Apple Magazine - USA - Issue 433 (2020-02-14)

(Antfer) #1

Signs warned that police were using the
technology to find people “wanted for serious
crimes.” Officers stood nearby, explaining to
passers-by how the system works.


It’s the first time London’s Metropolitan Police
Service has used live facial recognition cameras
in an operational deployment since carrying out
a series of trials that ended last year.


London police are using the technology despite
warnings from rights groups, lawmakers and
independent experts about a lack of accuracy
and bias in the system and the erosion of
privacy. Activists fear it’s just the start of
expanded surveillance.


“We don’t accept this. This isn’t what you do in
a democracy. You don’t scan people’s faces with
cameras. This is something you do in China, not
in the U.K.,” said Silkie Carlo, director of privacy
campaign group Big Brother Watch.


Britain has a strong tradition of upholding civil
liberties and of not allowing police to arbitrarily
stop and identify people, she said. “This
technology just sweeps all of that away.”

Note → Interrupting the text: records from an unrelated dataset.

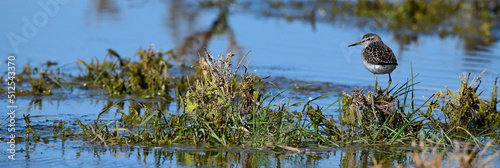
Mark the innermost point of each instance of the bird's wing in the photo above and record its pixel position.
(382, 55)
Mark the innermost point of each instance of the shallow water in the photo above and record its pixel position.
(311, 51)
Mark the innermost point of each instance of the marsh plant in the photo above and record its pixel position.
(222, 103)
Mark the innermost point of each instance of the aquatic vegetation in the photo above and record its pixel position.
(147, 78)
(221, 106)
(465, 112)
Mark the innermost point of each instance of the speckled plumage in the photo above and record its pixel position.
(377, 57)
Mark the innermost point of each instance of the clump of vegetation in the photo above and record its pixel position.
(147, 78)
(465, 113)
(221, 106)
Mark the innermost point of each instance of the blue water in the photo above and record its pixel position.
(280, 48)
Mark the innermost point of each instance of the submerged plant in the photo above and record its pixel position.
(147, 78)
(376, 118)
(464, 111)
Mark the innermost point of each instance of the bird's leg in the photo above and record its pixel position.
(390, 81)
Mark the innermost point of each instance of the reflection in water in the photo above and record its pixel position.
(217, 157)
(106, 9)
(196, 41)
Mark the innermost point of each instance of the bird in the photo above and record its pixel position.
(377, 57)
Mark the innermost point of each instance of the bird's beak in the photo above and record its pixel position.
(353, 44)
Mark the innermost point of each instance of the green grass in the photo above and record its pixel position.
(221, 107)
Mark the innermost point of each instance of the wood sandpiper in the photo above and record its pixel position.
(377, 57)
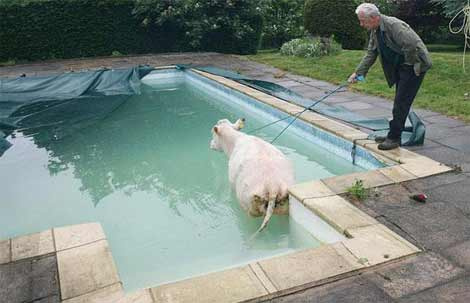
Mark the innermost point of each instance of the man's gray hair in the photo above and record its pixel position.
(368, 10)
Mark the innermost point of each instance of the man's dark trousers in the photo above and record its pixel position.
(407, 87)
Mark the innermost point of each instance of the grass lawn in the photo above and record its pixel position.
(445, 89)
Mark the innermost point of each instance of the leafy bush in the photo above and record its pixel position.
(310, 47)
(357, 191)
(43, 29)
(216, 25)
(335, 17)
(283, 21)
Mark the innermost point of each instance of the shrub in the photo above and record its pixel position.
(357, 191)
(283, 21)
(335, 17)
(43, 29)
(224, 26)
(216, 25)
(310, 47)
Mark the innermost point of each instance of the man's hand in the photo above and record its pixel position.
(352, 78)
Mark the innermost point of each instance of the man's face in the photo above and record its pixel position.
(368, 22)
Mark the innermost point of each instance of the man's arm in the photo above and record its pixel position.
(367, 61)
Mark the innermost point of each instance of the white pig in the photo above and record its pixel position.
(258, 172)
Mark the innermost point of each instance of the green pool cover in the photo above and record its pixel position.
(68, 102)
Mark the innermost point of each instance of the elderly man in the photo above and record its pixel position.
(404, 59)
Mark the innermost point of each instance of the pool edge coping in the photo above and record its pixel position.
(369, 242)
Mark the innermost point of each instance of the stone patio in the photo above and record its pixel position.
(440, 227)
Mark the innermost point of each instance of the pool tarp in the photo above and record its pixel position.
(412, 135)
(68, 102)
(64, 103)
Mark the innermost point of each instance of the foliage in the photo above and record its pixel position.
(451, 7)
(310, 47)
(445, 88)
(335, 17)
(66, 29)
(42, 29)
(387, 7)
(358, 191)
(283, 21)
(216, 25)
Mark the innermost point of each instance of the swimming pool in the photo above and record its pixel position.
(147, 174)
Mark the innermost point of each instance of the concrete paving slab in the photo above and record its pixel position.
(353, 290)
(340, 184)
(397, 174)
(377, 244)
(140, 296)
(457, 291)
(459, 254)
(86, 269)
(432, 182)
(77, 235)
(307, 266)
(32, 245)
(109, 294)
(356, 105)
(431, 225)
(423, 113)
(339, 213)
(312, 189)
(234, 285)
(428, 144)
(375, 112)
(390, 198)
(457, 141)
(456, 194)
(29, 280)
(414, 274)
(5, 251)
(442, 120)
(436, 131)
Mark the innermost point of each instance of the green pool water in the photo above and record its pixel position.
(147, 174)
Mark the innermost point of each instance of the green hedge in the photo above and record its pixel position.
(335, 17)
(44, 29)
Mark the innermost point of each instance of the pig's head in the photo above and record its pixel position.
(219, 129)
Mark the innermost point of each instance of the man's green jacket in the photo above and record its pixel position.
(400, 38)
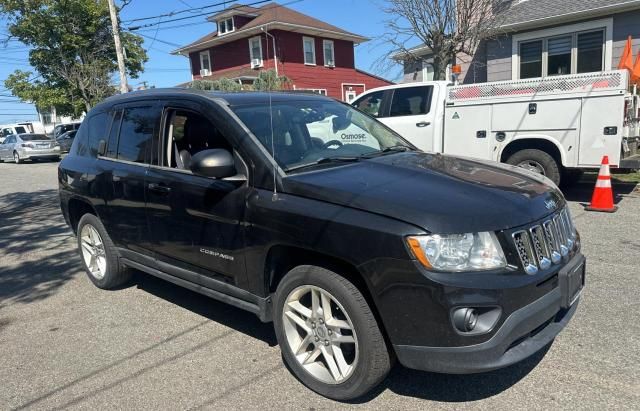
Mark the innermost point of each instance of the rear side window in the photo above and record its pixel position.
(370, 104)
(80, 146)
(136, 134)
(98, 130)
(112, 145)
(411, 101)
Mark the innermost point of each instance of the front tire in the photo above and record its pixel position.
(99, 255)
(537, 161)
(328, 334)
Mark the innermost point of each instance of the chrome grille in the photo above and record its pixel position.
(543, 245)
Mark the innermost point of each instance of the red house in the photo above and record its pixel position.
(314, 55)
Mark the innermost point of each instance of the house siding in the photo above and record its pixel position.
(499, 59)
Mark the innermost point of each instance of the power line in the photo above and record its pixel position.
(160, 41)
(132, 28)
(174, 13)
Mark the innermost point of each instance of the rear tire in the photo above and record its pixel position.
(537, 161)
(338, 352)
(99, 255)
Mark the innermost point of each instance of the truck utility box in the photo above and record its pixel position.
(553, 125)
(582, 115)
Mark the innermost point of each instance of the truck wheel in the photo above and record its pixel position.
(99, 255)
(328, 335)
(537, 161)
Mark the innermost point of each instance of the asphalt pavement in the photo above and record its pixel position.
(151, 345)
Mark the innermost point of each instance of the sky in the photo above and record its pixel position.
(362, 17)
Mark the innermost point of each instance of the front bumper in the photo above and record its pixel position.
(522, 334)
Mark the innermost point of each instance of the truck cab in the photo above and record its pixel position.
(413, 110)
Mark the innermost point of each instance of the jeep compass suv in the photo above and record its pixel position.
(318, 218)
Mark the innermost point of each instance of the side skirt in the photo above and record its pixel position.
(215, 289)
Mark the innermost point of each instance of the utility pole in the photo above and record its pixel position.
(116, 38)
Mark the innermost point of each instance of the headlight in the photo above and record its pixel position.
(458, 252)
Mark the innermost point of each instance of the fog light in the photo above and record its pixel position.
(465, 319)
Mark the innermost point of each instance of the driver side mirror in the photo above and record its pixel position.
(340, 123)
(216, 163)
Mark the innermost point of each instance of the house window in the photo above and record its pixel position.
(590, 51)
(205, 63)
(225, 26)
(309, 46)
(329, 53)
(570, 53)
(559, 55)
(531, 59)
(255, 51)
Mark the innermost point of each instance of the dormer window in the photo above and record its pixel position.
(225, 26)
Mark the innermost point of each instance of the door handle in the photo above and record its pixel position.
(159, 188)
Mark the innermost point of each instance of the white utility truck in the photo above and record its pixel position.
(555, 126)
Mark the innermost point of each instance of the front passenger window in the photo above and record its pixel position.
(411, 101)
(370, 104)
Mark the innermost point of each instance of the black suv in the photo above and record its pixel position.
(308, 213)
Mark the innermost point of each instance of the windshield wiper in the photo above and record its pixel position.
(326, 160)
(393, 149)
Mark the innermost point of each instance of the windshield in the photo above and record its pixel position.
(309, 132)
(33, 137)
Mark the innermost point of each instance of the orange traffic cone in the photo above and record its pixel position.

Police Commander Mark McEwan downplayed
concerns about the machines being
unaccountable. Even if the computer picks
someone out of a crowd, the final decision on
whether to investigate further is made by an
officer on the ground, he said.


“This is a prompt to them that that’s somebody
we may want to engage with and identify,”
he said.


London’s system uses technology from Japan’s
NEC to scan faces in the crowds to see if they
matched any on a “watchlist” of 5,000 faces
created specifically for Tuesday’s operation.